Les grilles du palais sont rouvertes. Le bal des présidents de parti a recommencé, lundi, au lendemain des élections. Comme tous les lundis matin, le Roi a reçu le Premier ministre en audience, à 11 h 30. À l’issue de l’entretien, il "a chargé le gouvernement de la poursuite de la gestion des affaires courantes", selon un communiqué du Palais. Qui ajoutait que Philippe entamait ses consultations politiques en vue de la formation du prochain gouvernement fédéral.

Il a d’abord reçu les présidents sortants du Sénat et de la Chambre, Jacques Brotchi (MR) et Siegfried Bracke (N-VA). Ensuite les présidents des deux plus grands partis : le N-VA Bart De Wever, puis le PS Elio Di Rupo. Les consultations reprendront ce mardi matin avec les verts. Écolo, à 9 h 30, avec Jean-Marc Nollet et Zakia Khattabi, puis Groen, à 10 h 30, avec Meyrem Almaci. La suite de l’agenda n’est pas encore connue.

Ce serait une première au palais

Une question reste en suspens : le Roi va-t-il inviter le Vlaams Belang (VB) ? Le cordon sanitaire qui entoure l’extrême droite a toujours été respecté par le Palais. Jamais un président d’une telle formation n’a été reçu en audience par le chef de l’État. Sauf que le Belang a réalisé, dimanche, un score historique avec 18,5 % des suffrages recueillis au nord du pays. Philippe peut-il, en quelque sorte, se permettre de contourner près d’un électeur flamand sur cinq ? Va-t-il dès lors recevoir le président du VB, Tom Van Grieken ? Lundi, le Palais refusait de répondre à la question. Preuve, sans doute, qu’elle n’est pas tranchée.

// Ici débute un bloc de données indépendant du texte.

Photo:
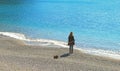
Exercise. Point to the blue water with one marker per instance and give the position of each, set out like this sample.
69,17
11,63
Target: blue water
95,23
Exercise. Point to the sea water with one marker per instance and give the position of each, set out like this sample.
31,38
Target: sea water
95,23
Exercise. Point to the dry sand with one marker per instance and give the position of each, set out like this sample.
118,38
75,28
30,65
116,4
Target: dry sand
16,56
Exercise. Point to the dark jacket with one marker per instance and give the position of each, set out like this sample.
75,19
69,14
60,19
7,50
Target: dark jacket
71,40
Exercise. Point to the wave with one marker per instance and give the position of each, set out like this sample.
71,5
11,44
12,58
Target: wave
42,42
46,42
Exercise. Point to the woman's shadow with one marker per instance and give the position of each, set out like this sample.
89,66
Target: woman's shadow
65,55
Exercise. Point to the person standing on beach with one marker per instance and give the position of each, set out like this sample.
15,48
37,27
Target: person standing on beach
71,42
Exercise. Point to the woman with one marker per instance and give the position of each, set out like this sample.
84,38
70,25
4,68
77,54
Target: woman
71,42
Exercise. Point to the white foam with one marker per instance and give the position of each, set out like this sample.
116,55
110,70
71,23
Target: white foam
14,35
45,42
39,41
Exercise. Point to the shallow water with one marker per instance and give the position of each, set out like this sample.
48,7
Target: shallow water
96,24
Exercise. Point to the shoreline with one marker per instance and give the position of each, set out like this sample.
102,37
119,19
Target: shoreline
16,56
59,44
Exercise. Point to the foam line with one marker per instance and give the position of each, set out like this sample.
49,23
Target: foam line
45,42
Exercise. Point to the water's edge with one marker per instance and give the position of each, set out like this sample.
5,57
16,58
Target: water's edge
55,43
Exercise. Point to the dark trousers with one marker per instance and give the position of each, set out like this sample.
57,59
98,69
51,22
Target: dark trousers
71,49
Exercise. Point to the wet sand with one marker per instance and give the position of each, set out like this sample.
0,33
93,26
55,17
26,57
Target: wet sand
16,56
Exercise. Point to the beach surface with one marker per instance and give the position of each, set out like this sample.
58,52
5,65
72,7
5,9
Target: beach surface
15,55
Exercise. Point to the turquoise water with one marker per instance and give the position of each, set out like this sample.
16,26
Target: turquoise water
96,23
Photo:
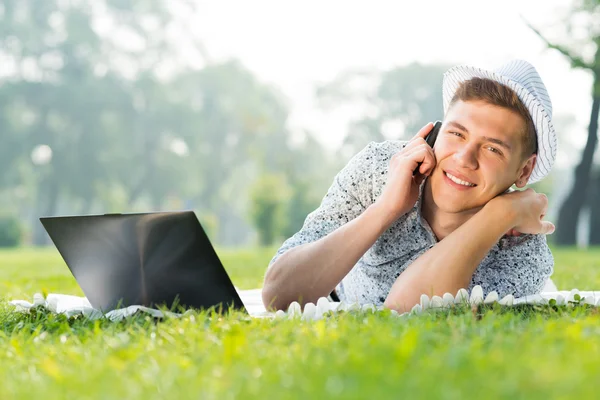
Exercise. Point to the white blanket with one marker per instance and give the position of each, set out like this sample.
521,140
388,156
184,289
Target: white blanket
75,305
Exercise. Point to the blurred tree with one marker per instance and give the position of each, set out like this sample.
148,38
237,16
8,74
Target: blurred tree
583,51
127,122
270,194
392,104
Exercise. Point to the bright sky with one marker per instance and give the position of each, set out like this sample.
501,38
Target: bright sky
295,45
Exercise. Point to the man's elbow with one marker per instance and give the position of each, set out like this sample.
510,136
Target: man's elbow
271,296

Quoi qu’il en soit, lorsque le Roi aura terminé ses consultations, mercredi au plus tôt, il désignera un informateur chargé de dégager une majorité potentielle. En 2014, il avait nommé Bart De Wever dans cette fonction en tant que grand vainqueur des élections. Cinq ans plus tard, la N-VA, même affaiblie, reste la première force politique à la Chambre. Le nationaliste a donc de bonnes chances de rempiler.